Stärker als die Liebe?

„Seit es Menschen gibt, hat der Mensch sich zu wenig gefreut: Das allein, meine Brüder, ist unsere Erbsünde! Und lernen wir besser uns zu freuen, so verlernen wir am besten anderen wehezutun und Wehes auszudenken.“ (Friedrich Nietzsche 1844 – 1900)
Im Zen-Buddhismus gibt es die Idee des Anfängergeistes. Der Anfängergeist ist der wesentliche Grund, dass Kinder oft größere und unbeschwertere Freude empfinden als Erwachsene. Als Flussmetapher gesprochen sind Kinder Meister im Entspringen, während wir Erwachsene immer schon nach dem Münden schielen. Kinder haben zudem die unfassbare Gabe, in jedem Gegenstand, in jedem Tun ein metaphysisches „Mehr“ zu erkennen. Dieses „Mehr“ an Imagination und Fantasie ist das, was man so gerne den Zauber der Kindheit nennt. Wer kann schon einen Holzstiel zu einem Pferd, das alle Gangarten beherrscht, erwecken? Kinder empfinden in all ihrem Tun eine Erfüllung. An ihnen lässt sich unmissverständlich erkennen, dass der Mensch für die Freude geboren ist. Auch in unserer Wahrnehmung sind herumalbernde, ausgelassene oder völlig selbstvergessen spielende Kinder lebendig gewordene Freuden. Obwohl wir als Kinder gar nicht wussten, dass wir so viel Freude in uns trugen, war sie immer da.
Viele Erwachsene haben sie auf ihrer Lebenswegstrecke wohl irgendwann verloren. Das Drama des Erwachsenendaseins ist nicht, dass es uns an etwas mangelt, sondern dass wir es verlernt haben, freudvoll anzunehmen, was sich uns darbietet.

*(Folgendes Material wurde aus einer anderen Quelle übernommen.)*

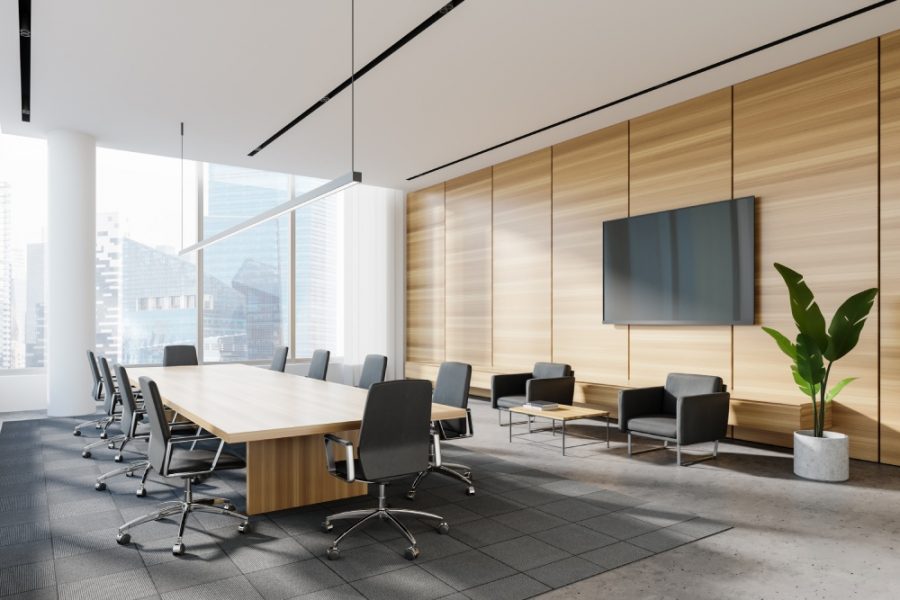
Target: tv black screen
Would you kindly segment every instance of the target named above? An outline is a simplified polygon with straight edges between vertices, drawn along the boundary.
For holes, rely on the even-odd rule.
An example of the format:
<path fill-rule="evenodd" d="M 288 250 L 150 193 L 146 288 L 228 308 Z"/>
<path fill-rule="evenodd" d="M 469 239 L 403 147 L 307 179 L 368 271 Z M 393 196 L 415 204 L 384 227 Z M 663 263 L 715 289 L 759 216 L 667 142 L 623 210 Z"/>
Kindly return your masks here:
<path fill-rule="evenodd" d="M 603 223 L 603 322 L 752 324 L 755 198 Z"/>

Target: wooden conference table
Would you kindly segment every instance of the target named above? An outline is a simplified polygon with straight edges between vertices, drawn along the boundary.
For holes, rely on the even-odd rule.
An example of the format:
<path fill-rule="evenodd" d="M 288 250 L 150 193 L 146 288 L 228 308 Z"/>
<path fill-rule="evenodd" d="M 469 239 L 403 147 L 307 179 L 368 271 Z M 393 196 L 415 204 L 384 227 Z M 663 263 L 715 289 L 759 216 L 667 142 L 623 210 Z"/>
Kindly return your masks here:
<path fill-rule="evenodd" d="M 365 494 L 366 484 L 328 474 L 322 434 L 356 440 L 367 391 L 249 365 L 145 367 L 163 403 L 228 443 L 247 443 L 251 515 Z M 432 404 L 435 421 L 463 409 Z"/>

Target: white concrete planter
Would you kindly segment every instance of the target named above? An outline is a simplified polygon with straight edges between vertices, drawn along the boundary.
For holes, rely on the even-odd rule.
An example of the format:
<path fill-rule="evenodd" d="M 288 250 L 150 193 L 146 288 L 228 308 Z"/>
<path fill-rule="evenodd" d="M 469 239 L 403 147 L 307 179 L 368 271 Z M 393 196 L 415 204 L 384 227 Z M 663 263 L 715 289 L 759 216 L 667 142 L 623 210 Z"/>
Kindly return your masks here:
<path fill-rule="evenodd" d="M 815 437 L 811 429 L 794 432 L 794 474 L 816 481 L 850 478 L 850 438 L 835 431 Z"/>

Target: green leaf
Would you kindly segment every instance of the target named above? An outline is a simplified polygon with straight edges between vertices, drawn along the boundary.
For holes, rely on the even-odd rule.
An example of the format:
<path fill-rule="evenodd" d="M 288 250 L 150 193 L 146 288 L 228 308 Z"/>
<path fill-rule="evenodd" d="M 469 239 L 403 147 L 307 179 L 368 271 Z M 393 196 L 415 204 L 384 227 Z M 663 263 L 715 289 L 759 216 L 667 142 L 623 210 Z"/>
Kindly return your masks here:
<path fill-rule="evenodd" d="M 825 377 L 822 351 L 805 333 L 797 334 L 797 373 L 813 387 Z"/>
<path fill-rule="evenodd" d="M 787 336 L 771 327 L 763 327 L 763 331 L 775 339 L 775 343 L 778 344 L 782 352 L 788 355 L 788 358 L 797 360 L 797 348 L 794 347 L 794 342 L 789 340 Z"/>
<path fill-rule="evenodd" d="M 856 381 L 856 379 L 858 378 L 848 377 L 846 379 L 841 379 L 840 381 L 838 381 L 837 385 L 835 385 L 833 388 L 831 388 L 831 390 L 828 391 L 827 394 L 825 394 L 825 402 L 831 402 L 832 400 L 834 400 L 834 397 L 841 393 L 841 390 L 844 389 L 848 383 L 850 383 L 851 381 Z"/>
<path fill-rule="evenodd" d="M 828 327 L 829 341 L 824 352 L 825 358 L 835 361 L 856 347 L 877 295 L 878 288 L 870 288 L 850 296 L 841 304 Z"/>
<path fill-rule="evenodd" d="M 809 338 L 808 344 L 815 344 L 820 350 L 824 350 L 828 347 L 825 317 L 816 304 L 812 290 L 803 281 L 803 275 L 800 273 L 779 263 L 775 263 L 775 268 L 787 285 L 791 299 L 791 314 L 794 316 L 797 329 Z"/>

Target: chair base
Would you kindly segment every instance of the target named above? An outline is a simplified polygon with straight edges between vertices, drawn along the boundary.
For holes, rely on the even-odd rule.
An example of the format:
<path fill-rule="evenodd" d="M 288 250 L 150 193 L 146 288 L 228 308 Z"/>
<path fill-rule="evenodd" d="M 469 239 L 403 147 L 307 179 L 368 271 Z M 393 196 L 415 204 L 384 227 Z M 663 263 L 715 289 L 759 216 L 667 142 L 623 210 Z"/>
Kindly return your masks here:
<path fill-rule="evenodd" d="M 658 446 L 656 448 L 648 448 L 646 450 L 638 450 L 637 452 L 633 452 L 631 450 L 631 432 L 629 431 L 628 432 L 628 456 L 635 456 L 637 454 L 646 454 L 647 452 L 656 452 L 657 450 L 668 450 L 669 442 L 675 443 L 675 460 L 676 460 L 677 464 L 682 467 L 689 467 L 691 465 L 695 465 L 700 462 L 711 460 L 713 458 L 718 458 L 718 456 L 719 456 L 719 440 L 713 441 L 713 453 L 712 454 L 698 455 L 693 460 L 683 462 L 681 460 L 681 443 L 678 440 L 673 440 L 671 438 L 665 438 L 665 437 L 657 436 L 657 435 L 651 435 L 649 433 L 641 433 L 641 434 L 637 434 L 637 435 L 639 435 L 640 437 L 651 438 L 654 440 L 661 440 L 664 445 Z"/>
<path fill-rule="evenodd" d="M 326 552 L 329 560 L 337 560 L 338 558 L 340 558 L 341 552 L 338 548 L 338 545 L 344 540 L 344 538 L 352 534 L 354 531 L 358 531 L 360 528 L 362 528 L 363 525 L 376 518 L 388 521 L 391 525 L 396 527 L 400 531 L 400 533 L 403 534 L 403 537 L 405 537 L 410 544 L 406 549 L 404 556 L 406 556 L 406 558 L 409 560 L 415 560 L 419 556 L 419 546 L 416 543 L 416 538 L 409 531 L 409 529 L 407 529 L 406 526 L 400 522 L 400 520 L 397 518 L 397 515 L 408 515 L 411 517 L 419 517 L 421 519 L 432 519 L 435 521 L 439 521 L 437 525 L 438 533 L 444 534 L 450 531 L 450 525 L 447 523 L 447 521 L 444 520 L 443 517 L 439 515 L 423 512 L 420 510 L 410 510 L 407 508 L 388 508 L 387 496 L 385 495 L 385 484 L 380 483 L 378 484 L 378 508 L 348 510 L 336 515 L 329 515 L 325 517 L 325 521 L 322 523 L 322 530 L 326 533 L 334 528 L 334 525 L 332 523 L 333 521 L 358 519 L 356 523 L 354 523 L 350 526 L 349 529 L 347 529 L 347 531 L 339 535 L 334 540 L 334 542 L 332 542 L 331 547 Z"/>
<path fill-rule="evenodd" d="M 149 468 L 144 472 L 145 478 L 148 471 Z M 131 542 L 131 534 L 128 533 L 131 529 L 134 529 L 138 525 L 143 525 L 144 523 L 149 523 L 151 521 L 159 521 L 160 519 L 165 519 L 166 517 L 177 515 L 179 513 L 181 513 L 181 521 L 178 526 L 178 537 L 175 538 L 175 543 L 172 545 L 172 554 L 176 556 L 184 554 L 184 527 L 187 523 L 188 515 L 192 512 L 210 512 L 234 517 L 241 520 L 241 524 L 238 525 L 238 531 L 240 533 L 250 531 L 250 517 L 237 512 L 235 506 L 226 498 L 202 498 L 200 500 L 194 500 L 193 491 L 191 489 L 191 479 L 192 478 L 186 478 L 184 480 L 184 497 L 181 500 L 163 502 L 162 504 L 157 505 L 156 510 L 152 513 L 148 513 L 125 523 L 119 527 L 119 531 L 116 533 L 116 542 L 121 546 L 125 546 Z"/>

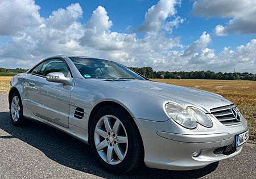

Besinnt man sich dessen und stellt sich als Erwachsener die Frage, was waren und sind die größten Wünsche, die größte Sehnsucht, der größte Telos (Endzweck) im eigenen Leben, dann erkennt man, dass hinter allem die Freude steht und steckt. Sie steckt hinter all unserem Sein.
Sie lugt aus jeder Öffnung, ja, aus jeder noch so kleinen Ritze strahlt sie hervor. Kann man es noch schöner formulieren als Leonard Cohen? „There is a crack, a crack in everything, that ́s where the light gets in.“ Wir haben immer die Wahl zwischen den beiden Grundeinstellungen unseres Seins. Wir können den affirmativen, den lichten und lebensbejahenden Kräften folgen oder uns den resignativen Mächten mit ihren eingetrübten Selbst- und Weltsichten hingeben. Traurig ist nur, wer keine Freude an der Welt hat, an dem hat auch die Welt keine Freude. Bewahren wir uns allerdings in einer Zeit, die durch Erregungswellen geprägt ist und die alles andere als freudvoll erscheint, die Fähigkeit, das eigene Leben durch einen Sonnenstrahl hindurch zu betrachten, bzw. wie Jean Paul meint, die Freude als warme Sonnenseite des Geistes und Leibes zu genießen, dann spüren wir ein tiefes, inneres Wohlsein – sei es in der Natur, im Kreativen, im Gespräch, in der Stille, in der Bewegung, im Loslassen, im Genießen und im einfachen Machen und Sein.
Am Ende all unseres Tuns und Seins, ob wir ein Haus bauen, Beziehungen und Freundschaften knüpfen und pflegen, ein Unternehmen gründen, unseren Passionen nachgehen, am Ende, ja am Ende steht immer ein Gefühl und dieses Gefühl, ist die Freude.

Sie hat auch eine immense endogene Einwirkung. Sie ist tief im Menschen verwurzelt. In der Akzeptanz dessen, was ist. In der Versöhnung im Hier und Jetzt. Durch Stimmigkeit im Einklang mit mir sein. Im Wachsen und Vergehen und letztlich im Annehmen des Lebens in seiner Gesamtheit.